Textes et références
Références utiles pour documenter vos procédures et répondre à une demande de justification.
- Article L.6316-1 du code du travail — obligation de certification qualité pour l’accès aux fonds publics et mutualisés.
- Décret 2019-564 — qualité des actions de la formation professionnelle et conditions de la certification.
- Décret 2019-565 — référentiel national sur la qualité des actions concourant au développement des compétences.
- Arrêté du 6 juin 2019 — indicateurs d’appréciation du référentiel national qualité.
Arriver à l’audit avec les preuves déjà réunies
Le certificateur ne prépare pas votre audit. Ce qui réduit réellement la charge, c’est un système où les preuves se constituent au fil des sessions.
Questions fréquentes
Les certificateurs sont-ils tous équivalents ?
Ils appliquent le même référentiel national et les mêmes indicateurs, sous accréditation. Les différences portent sur la conduite des audits, les modalités sur site ou à distance, la disponibilité, le traitement des écarts et les conditions contractuelles. Vérifiez en premier lieu que la portée d’accréditation de l’organisme couvre bien les catégories d’actions que vous exercez, ce qui n’est pas systématique.
Un certificateur peut-il m’aider à me préparer ?
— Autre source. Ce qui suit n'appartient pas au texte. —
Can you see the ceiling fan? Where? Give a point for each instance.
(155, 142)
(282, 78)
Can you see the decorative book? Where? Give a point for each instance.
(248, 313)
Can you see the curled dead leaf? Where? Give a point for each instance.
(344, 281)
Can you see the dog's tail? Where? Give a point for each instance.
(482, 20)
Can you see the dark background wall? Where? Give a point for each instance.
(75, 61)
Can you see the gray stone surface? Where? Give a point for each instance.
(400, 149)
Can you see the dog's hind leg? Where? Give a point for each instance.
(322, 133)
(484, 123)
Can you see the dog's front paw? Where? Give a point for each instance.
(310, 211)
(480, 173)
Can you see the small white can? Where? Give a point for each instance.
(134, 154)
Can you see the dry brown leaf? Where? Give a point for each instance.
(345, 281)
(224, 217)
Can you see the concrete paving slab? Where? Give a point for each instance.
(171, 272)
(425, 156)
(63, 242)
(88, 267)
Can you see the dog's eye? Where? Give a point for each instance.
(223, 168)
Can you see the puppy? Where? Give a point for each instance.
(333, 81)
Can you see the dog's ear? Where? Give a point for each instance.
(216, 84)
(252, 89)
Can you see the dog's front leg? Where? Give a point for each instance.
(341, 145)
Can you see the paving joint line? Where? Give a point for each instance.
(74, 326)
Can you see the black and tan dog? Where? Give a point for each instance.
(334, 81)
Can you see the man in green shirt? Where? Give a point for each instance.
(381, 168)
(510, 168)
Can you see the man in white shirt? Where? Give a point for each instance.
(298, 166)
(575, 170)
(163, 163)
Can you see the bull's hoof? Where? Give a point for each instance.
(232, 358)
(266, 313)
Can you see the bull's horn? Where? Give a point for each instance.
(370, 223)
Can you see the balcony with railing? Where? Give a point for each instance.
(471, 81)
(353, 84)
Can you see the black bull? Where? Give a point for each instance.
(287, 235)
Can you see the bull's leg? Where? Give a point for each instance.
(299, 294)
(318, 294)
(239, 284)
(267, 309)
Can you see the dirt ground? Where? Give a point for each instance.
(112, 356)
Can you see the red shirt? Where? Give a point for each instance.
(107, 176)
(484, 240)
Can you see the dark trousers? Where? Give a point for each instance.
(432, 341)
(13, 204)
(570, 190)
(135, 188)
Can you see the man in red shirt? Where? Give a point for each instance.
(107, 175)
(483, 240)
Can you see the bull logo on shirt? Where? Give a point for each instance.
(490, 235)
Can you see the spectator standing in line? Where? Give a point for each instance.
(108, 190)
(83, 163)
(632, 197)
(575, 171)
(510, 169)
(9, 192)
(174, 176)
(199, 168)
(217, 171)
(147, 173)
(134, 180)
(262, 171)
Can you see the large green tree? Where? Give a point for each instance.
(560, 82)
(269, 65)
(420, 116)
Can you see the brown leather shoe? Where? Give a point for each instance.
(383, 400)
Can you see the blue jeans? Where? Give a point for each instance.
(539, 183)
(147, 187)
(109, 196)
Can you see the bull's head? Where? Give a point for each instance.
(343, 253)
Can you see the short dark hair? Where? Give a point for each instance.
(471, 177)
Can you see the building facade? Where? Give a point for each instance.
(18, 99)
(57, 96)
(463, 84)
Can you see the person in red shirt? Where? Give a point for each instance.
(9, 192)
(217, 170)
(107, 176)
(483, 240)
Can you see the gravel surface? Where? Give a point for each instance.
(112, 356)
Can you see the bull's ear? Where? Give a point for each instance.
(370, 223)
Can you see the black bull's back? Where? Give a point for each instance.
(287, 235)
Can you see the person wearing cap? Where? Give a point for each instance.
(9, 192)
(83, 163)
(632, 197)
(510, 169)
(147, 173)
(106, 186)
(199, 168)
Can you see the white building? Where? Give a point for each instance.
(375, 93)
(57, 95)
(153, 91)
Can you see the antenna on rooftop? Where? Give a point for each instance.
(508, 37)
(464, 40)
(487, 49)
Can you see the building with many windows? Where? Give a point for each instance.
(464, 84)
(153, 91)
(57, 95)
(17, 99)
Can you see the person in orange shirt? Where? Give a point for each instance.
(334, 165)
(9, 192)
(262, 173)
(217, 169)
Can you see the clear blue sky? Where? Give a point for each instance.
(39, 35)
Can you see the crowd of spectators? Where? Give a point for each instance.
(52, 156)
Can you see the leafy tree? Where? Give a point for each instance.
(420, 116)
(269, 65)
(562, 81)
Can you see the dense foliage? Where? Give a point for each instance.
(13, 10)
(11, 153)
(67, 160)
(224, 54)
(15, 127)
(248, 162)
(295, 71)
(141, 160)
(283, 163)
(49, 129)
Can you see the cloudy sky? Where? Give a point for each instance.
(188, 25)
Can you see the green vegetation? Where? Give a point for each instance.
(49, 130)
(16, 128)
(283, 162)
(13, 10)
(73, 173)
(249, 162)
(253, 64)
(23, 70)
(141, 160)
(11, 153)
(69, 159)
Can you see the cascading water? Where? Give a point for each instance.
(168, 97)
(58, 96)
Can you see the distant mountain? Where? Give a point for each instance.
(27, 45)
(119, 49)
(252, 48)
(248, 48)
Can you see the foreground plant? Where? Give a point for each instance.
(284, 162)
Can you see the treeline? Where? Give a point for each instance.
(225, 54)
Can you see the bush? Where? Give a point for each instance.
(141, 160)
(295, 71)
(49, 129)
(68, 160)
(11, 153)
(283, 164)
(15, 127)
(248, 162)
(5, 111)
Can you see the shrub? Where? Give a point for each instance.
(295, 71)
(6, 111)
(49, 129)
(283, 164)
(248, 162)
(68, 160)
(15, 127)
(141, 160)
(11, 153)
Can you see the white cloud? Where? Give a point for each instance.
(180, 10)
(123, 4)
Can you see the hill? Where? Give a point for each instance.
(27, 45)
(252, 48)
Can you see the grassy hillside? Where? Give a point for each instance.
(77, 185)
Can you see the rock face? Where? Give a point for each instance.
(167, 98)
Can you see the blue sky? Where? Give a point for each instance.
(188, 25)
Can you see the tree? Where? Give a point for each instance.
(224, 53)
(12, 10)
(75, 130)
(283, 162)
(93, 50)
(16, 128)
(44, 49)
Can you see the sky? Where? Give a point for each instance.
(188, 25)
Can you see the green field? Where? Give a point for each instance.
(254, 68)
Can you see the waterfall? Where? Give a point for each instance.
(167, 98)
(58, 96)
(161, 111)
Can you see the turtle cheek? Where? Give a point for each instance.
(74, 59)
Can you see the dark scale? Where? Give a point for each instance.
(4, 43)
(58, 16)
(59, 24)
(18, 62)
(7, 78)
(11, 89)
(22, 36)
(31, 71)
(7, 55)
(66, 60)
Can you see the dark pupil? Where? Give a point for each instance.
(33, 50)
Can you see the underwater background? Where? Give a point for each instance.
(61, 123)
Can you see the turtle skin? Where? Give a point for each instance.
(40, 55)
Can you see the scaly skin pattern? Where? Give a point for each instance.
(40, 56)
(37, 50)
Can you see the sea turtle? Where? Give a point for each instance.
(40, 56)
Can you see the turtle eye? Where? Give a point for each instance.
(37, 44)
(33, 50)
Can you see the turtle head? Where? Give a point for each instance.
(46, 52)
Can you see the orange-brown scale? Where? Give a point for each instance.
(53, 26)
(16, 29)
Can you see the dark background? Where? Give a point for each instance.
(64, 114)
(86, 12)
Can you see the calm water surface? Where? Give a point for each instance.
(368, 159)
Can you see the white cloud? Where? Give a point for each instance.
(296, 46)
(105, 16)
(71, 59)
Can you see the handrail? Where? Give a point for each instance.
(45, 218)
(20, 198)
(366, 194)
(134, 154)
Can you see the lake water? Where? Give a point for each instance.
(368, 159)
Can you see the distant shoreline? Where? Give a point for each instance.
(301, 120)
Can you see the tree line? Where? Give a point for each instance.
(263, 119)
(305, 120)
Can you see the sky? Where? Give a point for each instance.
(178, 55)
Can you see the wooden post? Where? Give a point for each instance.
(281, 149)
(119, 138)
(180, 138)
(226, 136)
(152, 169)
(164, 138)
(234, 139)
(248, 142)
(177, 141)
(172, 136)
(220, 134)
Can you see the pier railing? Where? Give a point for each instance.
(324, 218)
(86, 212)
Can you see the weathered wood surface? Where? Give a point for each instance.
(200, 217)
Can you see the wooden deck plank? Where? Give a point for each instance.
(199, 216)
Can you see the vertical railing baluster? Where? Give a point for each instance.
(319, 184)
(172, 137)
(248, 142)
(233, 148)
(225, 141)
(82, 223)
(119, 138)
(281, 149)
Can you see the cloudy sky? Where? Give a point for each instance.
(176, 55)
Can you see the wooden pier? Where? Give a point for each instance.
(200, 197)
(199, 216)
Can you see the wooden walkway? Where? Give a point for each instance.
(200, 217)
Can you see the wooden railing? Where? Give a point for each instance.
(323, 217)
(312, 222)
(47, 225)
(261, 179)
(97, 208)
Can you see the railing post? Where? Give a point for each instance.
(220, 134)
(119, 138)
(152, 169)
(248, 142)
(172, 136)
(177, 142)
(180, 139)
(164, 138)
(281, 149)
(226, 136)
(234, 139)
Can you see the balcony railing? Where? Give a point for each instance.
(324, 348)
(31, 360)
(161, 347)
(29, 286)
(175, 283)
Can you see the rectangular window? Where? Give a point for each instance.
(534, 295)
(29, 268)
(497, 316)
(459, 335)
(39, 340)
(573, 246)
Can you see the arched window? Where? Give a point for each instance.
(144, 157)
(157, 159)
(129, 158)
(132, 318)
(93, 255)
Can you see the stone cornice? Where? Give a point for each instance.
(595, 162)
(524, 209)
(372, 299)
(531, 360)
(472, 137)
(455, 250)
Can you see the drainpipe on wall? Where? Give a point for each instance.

Non, et il ne doit pas le faire. Le principe d’indépendance interdit qu’un organisme conseille sur ce qu’il évalue ensuite. Un auditeur peut expliquer ce qu’exige un indicateur, mais il ne construira pas votre réponse. La préparation relève de votre organisation, éventuellement avec un tiers distinct, et elle conditionne largement le nombre d’écarts relevés lors de l’audit initial.
Que se passe-t-il si je change de périmètre en cours de cycle ?
Une nouvelle catégorie d’action, un site supplémentaire ou une évolution significative de l’activité doivent être signalés à votre certificateur. Selon l’ampleur du changement, il pourra procéder à une extension de périmètre, l’intégrer lors d’un audit de surveillance, ou demander un audit complémentaire. Anticiper ce signalement évite de réaliser des prestations hors du périmètre certifié.
Peut-on changer de certificateur en cours de cycle ?
C’est possible, mais cela suppose un transfert encadré : le nouvel organisme doit disposer des éléments du cycle en cours et peut être conduit à programmer un audit avant de reprendre la certification. Clarifiez ces modalités par écrit avant toute résiliation, vérifiez vos conditions contractuelles, et ne laissez en aucun cas s’ouvrir une période sans certificat valide.
Combien coûte une certification ?
Le prix dépend de la durée d’audit, elle-même déterminée par des facteurs objectifs : catégories d’actions, nombre de sites, effectif, volume d’activité, recours à la sous-traitance. Aucun montant de référence n’a de sens hors de ce contexte. La seule méthode fiable consiste à transmettre le même périmètre écrit à plusieurs organismes et à comparer des devis détaillés, frais de déplacement et traitement des écarts inclus.